Whichever of these are used, the cached artefact under _Inline/ is pinned to that build's instruction set -- delete _Inline/ (or use a separate one per host) if the directory is shared across machines with different CPUs, or a stale binary built for a narrower instruction set than the current host will simply keep being reused.

Tuning the OpenMP runtime

These are standard OpenMP environment variables libgomp already reads at run time (set before running your script, no module-specific handling needed) -- listed here because they matter most for exactly the workloads this module has: score_all_xs's per-point parallel loop and use_openmp_fit's per-tree parallel loop.

  • OMP_NUM_THREADS=N -- caps how many threads a parallel region uses. Useful to leave headroom for other work sharing the machine, or to pin down use_openmp_fit reproducibility checks (see its docs above: results don't depend on this, but it's a natural thing to vary when confirming that).

  • OMP_PROC_BIND=close / OMP_PLACES=cores -- on multi-socket or otherwise NUMA machines, pins each thread to a core near where its data already lives instead of letting the OS scheduler migrate threads across sockets mid-run. Both score_all_xs (each thread scans its own slice of the packed query buffer) and use_openmp_fit (each thread builds one tree from packed training data) benefit from this when the input is large enough to not fit comfortably in one socket's cache.

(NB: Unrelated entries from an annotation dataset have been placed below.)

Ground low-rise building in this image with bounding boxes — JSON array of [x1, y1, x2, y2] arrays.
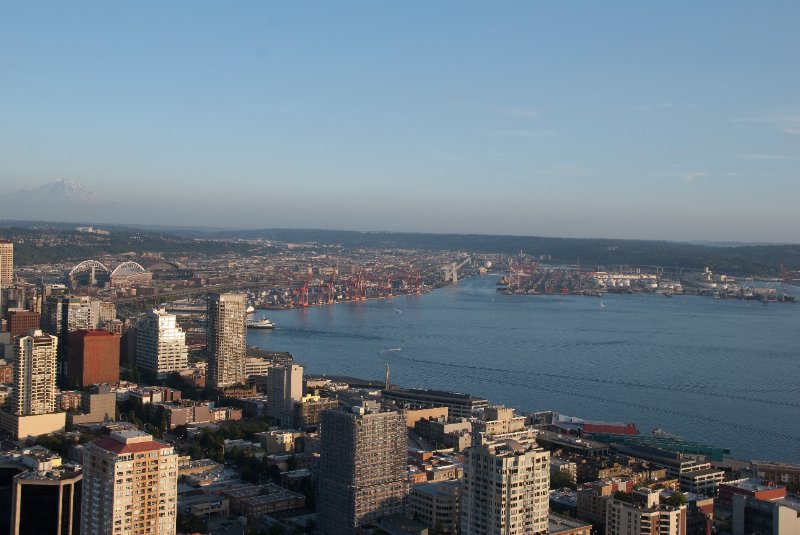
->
[[547, 512, 592, 535], [414, 418, 472, 451], [731, 494, 800, 535], [717, 479, 786, 509], [294, 395, 339, 429], [605, 491, 687, 535], [406, 480, 461, 534], [381, 388, 489, 418]]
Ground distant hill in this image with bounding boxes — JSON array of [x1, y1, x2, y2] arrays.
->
[[5, 178, 108, 204], [0, 221, 800, 276], [211, 229, 800, 276]]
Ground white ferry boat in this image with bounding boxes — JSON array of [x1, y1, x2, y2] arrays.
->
[[247, 318, 275, 329]]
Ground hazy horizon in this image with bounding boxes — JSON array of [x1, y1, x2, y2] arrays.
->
[[0, 2, 800, 243]]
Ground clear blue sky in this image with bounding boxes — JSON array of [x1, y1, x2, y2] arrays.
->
[[0, 1, 800, 242]]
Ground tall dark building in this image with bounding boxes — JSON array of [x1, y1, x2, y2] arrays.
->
[[66, 329, 120, 388], [206, 294, 247, 388], [11, 453, 83, 535], [8, 310, 40, 338], [317, 402, 408, 535]]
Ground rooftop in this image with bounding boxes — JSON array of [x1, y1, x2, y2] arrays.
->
[[722, 479, 783, 492], [93, 429, 171, 454], [382, 388, 486, 401], [547, 513, 591, 534], [17, 463, 83, 481]]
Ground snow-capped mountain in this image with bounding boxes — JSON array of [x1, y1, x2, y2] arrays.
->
[[6, 178, 106, 204]]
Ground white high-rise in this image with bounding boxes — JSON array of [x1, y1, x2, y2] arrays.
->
[[461, 439, 550, 535], [9, 329, 58, 416], [136, 308, 189, 378], [81, 431, 178, 535], [0, 240, 14, 288], [267, 364, 303, 427]]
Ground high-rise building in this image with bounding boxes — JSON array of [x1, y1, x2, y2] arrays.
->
[[81, 431, 178, 535], [267, 364, 303, 427], [461, 439, 550, 535], [11, 447, 83, 535], [66, 330, 119, 388], [0, 330, 66, 438], [317, 402, 408, 535], [136, 308, 189, 378], [8, 310, 40, 338], [0, 240, 14, 287], [206, 294, 247, 388], [9, 330, 58, 416]]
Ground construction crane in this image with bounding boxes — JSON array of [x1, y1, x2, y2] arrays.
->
[[442, 257, 472, 284], [508, 262, 539, 292], [321, 268, 339, 305], [346, 271, 367, 301], [294, 269, 311, 307]]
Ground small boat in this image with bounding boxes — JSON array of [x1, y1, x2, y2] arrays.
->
[[247, 318, 275, 329]]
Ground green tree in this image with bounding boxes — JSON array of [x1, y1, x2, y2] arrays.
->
[[664, 490, 688, 507], [550, 471, 578, 490], [614, 490, 631, 502]]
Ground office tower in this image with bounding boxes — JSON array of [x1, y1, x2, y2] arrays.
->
[[317, 402, 408, 535], [461, 440, 550, 535], [8, 310, 40, 338], [267, 364, 303, 427], [81, 431, 178, 535], [206, 294, 247, 388], [66, 330, 119, 388], [0, 240, 14, 288], [136, 308, 189, 378], [9, 330, 58, 416], [606, 488, 687, 535], [11, 447, 83, 535], [0, 330, 66, 439]]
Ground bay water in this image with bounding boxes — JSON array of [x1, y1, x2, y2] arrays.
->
[[247, 276, 800, 462]]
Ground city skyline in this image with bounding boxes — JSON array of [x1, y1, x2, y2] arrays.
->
[[0, 2, 800, 242]]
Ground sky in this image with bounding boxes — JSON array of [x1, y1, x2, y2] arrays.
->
[[0, 0, 800, 243]]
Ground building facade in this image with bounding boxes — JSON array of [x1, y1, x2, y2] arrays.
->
[[461, 440, 550, 535], [8, 310, 41, 338], [606, 489, 687, 535], [317, 402, 408, 535], [136, 308, 189, 378], [0, 240, 14, 287], [11, 456, 83, 535], [267, 364, 303, 427], [206, 294, 247, 388], [407, 479, 461, 535], [66, 330, 120, 388], [80, 431, 178, 535], [9, 330, 58, 416]]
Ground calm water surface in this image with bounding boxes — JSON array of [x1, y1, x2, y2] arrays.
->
[[248, 276, 800, 462]]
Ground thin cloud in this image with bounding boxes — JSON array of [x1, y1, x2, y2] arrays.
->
[[733, 112, 800, 135], [659, 171, 708, 183], [741, 154, 800, 161], [428, 149, 460, 162], [634, 102, 694, 111], [455, 100, 539, 119]]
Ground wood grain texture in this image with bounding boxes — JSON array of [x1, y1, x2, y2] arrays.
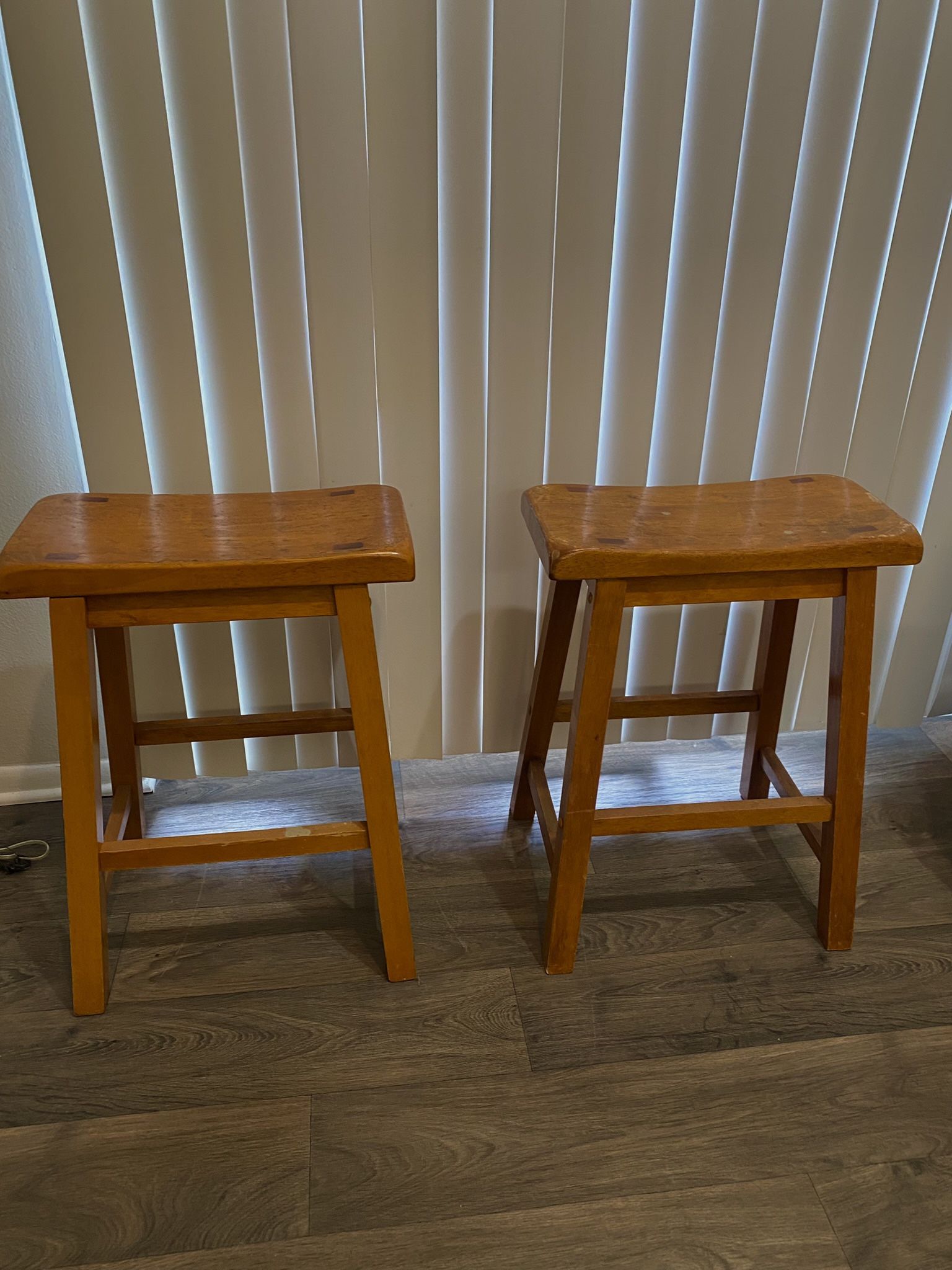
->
[[625, 569, 845, 608], [136, 708, 354, 745], [816, 569, 876, 949], [86, 578, 337, 630], [522, 476, 923, 579], [544, 582, 625, 974], [0, 970, 529, 1126], [0, 485, 414, 598], [811, 1155, 952, 1270], [95, 630, 146, 838], [0, 729, 952, 1270], [71, 1176, 849, 1270], [591, 795, 831, 837], [50, 598, 109, 1015], [311, 1028, 952, 1233], [509, 582, 581, 820], [513, 926, 952, 1070], [0, 914, 128, 1011], [0, 1099, 309, 1270], [99, 820, 368, 869]]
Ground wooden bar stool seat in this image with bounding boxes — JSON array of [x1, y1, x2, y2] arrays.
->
[[510, 476, 923, 974], [0, 485, 415, 1015]]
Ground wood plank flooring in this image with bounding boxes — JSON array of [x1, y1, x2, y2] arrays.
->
[[0, 724, 952, 1270]]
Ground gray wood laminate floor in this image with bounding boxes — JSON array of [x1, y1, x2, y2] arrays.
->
[[0, 722, 952, 1270]]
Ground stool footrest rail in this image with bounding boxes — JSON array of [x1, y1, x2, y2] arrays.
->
[[136, 708, 354, 745], [760, 745, 829, 859], [99, 820, 371, 870], [591, 796, 832, 837], [555, 690, 760, 722]]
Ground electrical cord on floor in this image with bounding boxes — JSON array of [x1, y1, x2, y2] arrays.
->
[[0, 838, 50, 873]]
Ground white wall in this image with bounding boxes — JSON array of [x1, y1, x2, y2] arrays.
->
[[0, 20, 82, 802]]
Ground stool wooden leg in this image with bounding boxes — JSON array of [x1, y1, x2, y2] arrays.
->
[[740, 600, 800, 797], [509, 582, 581, 820], [95, 626, 144, 838], [334, 585, 416, 982], [50, 598, 109, 1015], [544, 579, 626, 974], [816, 569, 876, 949]]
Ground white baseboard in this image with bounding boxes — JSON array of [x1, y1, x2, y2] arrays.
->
[[0, 762, 155, 806]]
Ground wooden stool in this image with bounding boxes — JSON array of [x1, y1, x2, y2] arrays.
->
[[510, 476, 923, 974], [0, 485, 415, 1015]]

These cost nothing to try -- unlike IF_ARCH/IF_NATIVE, they're read fresh every run, not baked into a cached binary, so there's no downside to experimenting per invocation.

GENERAL METHODS

new(%args)

Inits the object.

- n_trees :: number of isolation trees in the ensemble
    default :: 100

- sample_size :: sub-sample size used to build each tree... max samples
    default :: 256

 - max_depth :: per-tree height limit... if not defined is set to ceil(log2(psi))
     default :: undef

 - seed :: optional integer to seed srand with for reproducible trees...
         see perldoc -f srand for more info. This number is processed via abs(int()).
     default :: undef

 - mode :: if it should be IF or EIF
      axis :: classic axis-parallel splits (IF)
      extended :: oblique hyperplane splits (EIF)
    default :: axis

 - extension_level :: extended mode only... how many features take partin each
         split. 0 behaves like a single-feature (axis) cut; the
         maximum (n_features - 1) uses every varying feature. undef
         => maximum. Clamped to [0, n_features - 1] at fit time.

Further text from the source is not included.